The urban legend that coyotes play with dogs in order to lure them away and eat them is as silly as the one about hyenas—this does not happen—but interestingly:

  1. Didn’t become common until the late '70s, at which point America had firmly urbanized and most people were not seeing coyotes on the regular, and
  2. Is just a cut-and-paste version of the same story when it was told about wolves, most famously by Jack London, who obviously had no first-hand experience of this when he wrote it into White Fang.

(The hyena story, like goose barnacles, probably doesn’t rate “urban legend” status these days but a lot of TikTok commenters believe the coyote one so it’s probably not going anywhere until it finds a new animal to adopt)

What’s the urban legend about goose barnacles?

Not UL, exactly, but an old medieval myth that those barnacles were baby geese.

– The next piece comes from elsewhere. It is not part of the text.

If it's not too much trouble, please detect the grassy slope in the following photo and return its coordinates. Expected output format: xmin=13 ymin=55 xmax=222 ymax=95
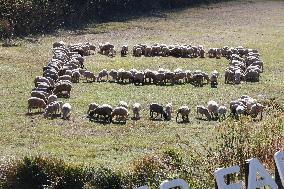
xmin=0 ymin=1 xmax=284 ymax=171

Thus, by some standards one could eat goose during certain fasts as it was “seafood”.

Allow me to focus in one one part of this quote whilst including the entire quoted post.

" Still probably wouldn’t help if there were a dozen independent nukes aimed for the top of your head, but that’s not most places. "

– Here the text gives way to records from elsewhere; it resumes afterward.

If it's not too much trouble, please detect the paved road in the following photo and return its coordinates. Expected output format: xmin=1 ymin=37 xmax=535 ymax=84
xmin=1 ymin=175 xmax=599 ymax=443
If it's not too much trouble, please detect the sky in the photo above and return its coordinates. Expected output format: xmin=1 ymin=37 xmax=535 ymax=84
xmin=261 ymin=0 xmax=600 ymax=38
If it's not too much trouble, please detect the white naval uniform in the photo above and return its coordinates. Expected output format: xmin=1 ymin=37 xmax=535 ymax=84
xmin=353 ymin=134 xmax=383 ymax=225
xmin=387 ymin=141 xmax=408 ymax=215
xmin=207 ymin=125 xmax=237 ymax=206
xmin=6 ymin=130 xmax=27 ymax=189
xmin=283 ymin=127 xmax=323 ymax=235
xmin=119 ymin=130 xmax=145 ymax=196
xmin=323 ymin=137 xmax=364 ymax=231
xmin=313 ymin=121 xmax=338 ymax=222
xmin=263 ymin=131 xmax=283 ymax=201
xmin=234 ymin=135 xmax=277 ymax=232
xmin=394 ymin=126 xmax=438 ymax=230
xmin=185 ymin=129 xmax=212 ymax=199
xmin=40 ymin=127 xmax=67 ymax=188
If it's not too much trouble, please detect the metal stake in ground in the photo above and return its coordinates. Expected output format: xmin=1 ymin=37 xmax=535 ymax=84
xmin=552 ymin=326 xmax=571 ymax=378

THIS. It’s 2026. It isn’t at all dystopian near-future fiction to talk about drones being used to deliver lethal payloads. See…oh, the last month’s world news from verifiable sources.

I say this because the idea of "a dozen independent nukes’ is a bit of a stretch. Nukes are heavy as fuck. Hard to transport without being detected by, well, any other nation-state. Dirty bombs? Hella easy. Unfissionable nuclear waste makes for a superb dirty bomb and can be easily delivered in small packages by dozens if not hundreds of high-speed drones.

This ain’t your Gramma’s Cold War, people.

I would agree- a dozen independent nukes aimed for the top of your head ISN’T most places. A large area selected for long-term lethality using dirty bombs? That’s every place.

Dirty bombs are a terror weapon, in the most literal sense of the word. They’re really scary… but they’re not actually particularly deadly. Yeah, yeah, fallout and radiation, but it’s not actually that hard to clean up.

Yeah. The idea that my DNA has been fucked over slowly instead of blasted by a direct hit is equally unnerving. I’d rather not die of leukemia, thank you very much.

Nobody wants to die of leukemia. So you leave when you get the evacuation order, and stay away for a few weeks while the hazmat crews clean it up. There’d still be a chance of some people getting cancer (there’s always a chance of that), but even counting the cancer deaths, the terrorists could kill a lot more people by just shooting them with a gun. And guns are a lot easier to get ahold of than radioactive material.

From what I read, Australian Salties are pretty fast.